Dodajemy serek topiony i nadal mieszamy. Uwaga! Po dodaniu sera, sos szybko zgęstnieje, więc lepiej dodać ser troszeczkę wcześniej – niedługo po dodaniu ostatniej części mleka. Sos powinien mieć konsystencję gęstej śmietany.

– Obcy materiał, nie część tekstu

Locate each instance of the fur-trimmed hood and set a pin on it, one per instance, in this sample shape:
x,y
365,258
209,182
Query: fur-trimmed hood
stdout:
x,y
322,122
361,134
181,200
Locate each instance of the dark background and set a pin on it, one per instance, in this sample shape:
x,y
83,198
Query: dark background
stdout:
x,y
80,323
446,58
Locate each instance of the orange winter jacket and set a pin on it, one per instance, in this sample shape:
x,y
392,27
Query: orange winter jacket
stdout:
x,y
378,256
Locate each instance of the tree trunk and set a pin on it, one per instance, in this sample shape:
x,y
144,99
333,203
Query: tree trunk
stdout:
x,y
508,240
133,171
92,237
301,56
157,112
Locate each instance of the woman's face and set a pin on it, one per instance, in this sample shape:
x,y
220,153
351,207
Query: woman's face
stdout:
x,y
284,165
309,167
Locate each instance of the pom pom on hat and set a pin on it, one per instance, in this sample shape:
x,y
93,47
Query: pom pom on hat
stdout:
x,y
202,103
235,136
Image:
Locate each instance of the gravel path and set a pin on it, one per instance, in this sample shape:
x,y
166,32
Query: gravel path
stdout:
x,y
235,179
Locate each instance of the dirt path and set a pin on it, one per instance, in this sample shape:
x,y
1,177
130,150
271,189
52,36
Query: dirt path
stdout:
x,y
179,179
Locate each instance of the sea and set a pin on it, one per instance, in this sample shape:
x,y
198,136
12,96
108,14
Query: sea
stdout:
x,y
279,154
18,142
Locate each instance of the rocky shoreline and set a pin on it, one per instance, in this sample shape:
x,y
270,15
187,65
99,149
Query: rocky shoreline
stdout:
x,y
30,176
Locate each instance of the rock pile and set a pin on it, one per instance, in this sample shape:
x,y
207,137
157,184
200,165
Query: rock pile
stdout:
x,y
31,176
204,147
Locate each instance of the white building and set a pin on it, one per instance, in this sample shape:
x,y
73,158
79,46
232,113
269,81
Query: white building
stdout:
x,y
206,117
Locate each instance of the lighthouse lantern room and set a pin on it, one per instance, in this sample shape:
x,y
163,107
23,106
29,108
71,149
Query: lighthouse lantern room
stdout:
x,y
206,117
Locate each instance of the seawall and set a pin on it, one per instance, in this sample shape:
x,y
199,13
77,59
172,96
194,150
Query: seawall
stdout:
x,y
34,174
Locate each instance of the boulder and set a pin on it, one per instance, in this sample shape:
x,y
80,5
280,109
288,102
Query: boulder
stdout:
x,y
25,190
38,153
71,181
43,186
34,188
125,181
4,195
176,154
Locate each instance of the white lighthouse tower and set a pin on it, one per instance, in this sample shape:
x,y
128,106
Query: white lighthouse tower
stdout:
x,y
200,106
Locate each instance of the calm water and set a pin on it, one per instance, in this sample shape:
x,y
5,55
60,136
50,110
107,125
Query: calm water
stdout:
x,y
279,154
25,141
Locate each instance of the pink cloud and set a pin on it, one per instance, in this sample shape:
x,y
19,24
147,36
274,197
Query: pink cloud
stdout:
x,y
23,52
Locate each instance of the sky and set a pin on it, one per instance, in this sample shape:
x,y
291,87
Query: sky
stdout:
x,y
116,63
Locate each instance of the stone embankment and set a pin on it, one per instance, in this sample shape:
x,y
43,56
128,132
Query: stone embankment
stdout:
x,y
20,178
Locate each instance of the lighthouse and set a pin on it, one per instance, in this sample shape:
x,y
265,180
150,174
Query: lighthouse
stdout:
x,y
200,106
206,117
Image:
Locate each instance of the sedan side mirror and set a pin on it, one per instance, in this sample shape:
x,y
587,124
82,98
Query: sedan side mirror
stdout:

Wyłączamy ogień pod sosem i do tego samego garnka przekładamy nasz szpinak. Mieszamy wszystko dokładnie. W ten sposób powstało nam serowo-szpinakowe nadzienie. Filety z kurczaka przecinamy wzdłuż na pół, tłuczemy. Na środek fileta nakładamy nasze nadzienie i kawałek serka topionego. Zawijamy i układamy na blasze i posypujemy od góry przyprawą do kurczaka. W kubeczku przygotowujemy bulion z jednej kostki rosołowej, który wylewamy do blaszki. Całość wkładamy do nagrzanego do 200°C piekarnika i pieczemy przez ok. 25 min. Takie zawijańce można podać z ziemniakami i mizerią. My dziś z racji dbania o linię ograniczyliśmy się do mizerii.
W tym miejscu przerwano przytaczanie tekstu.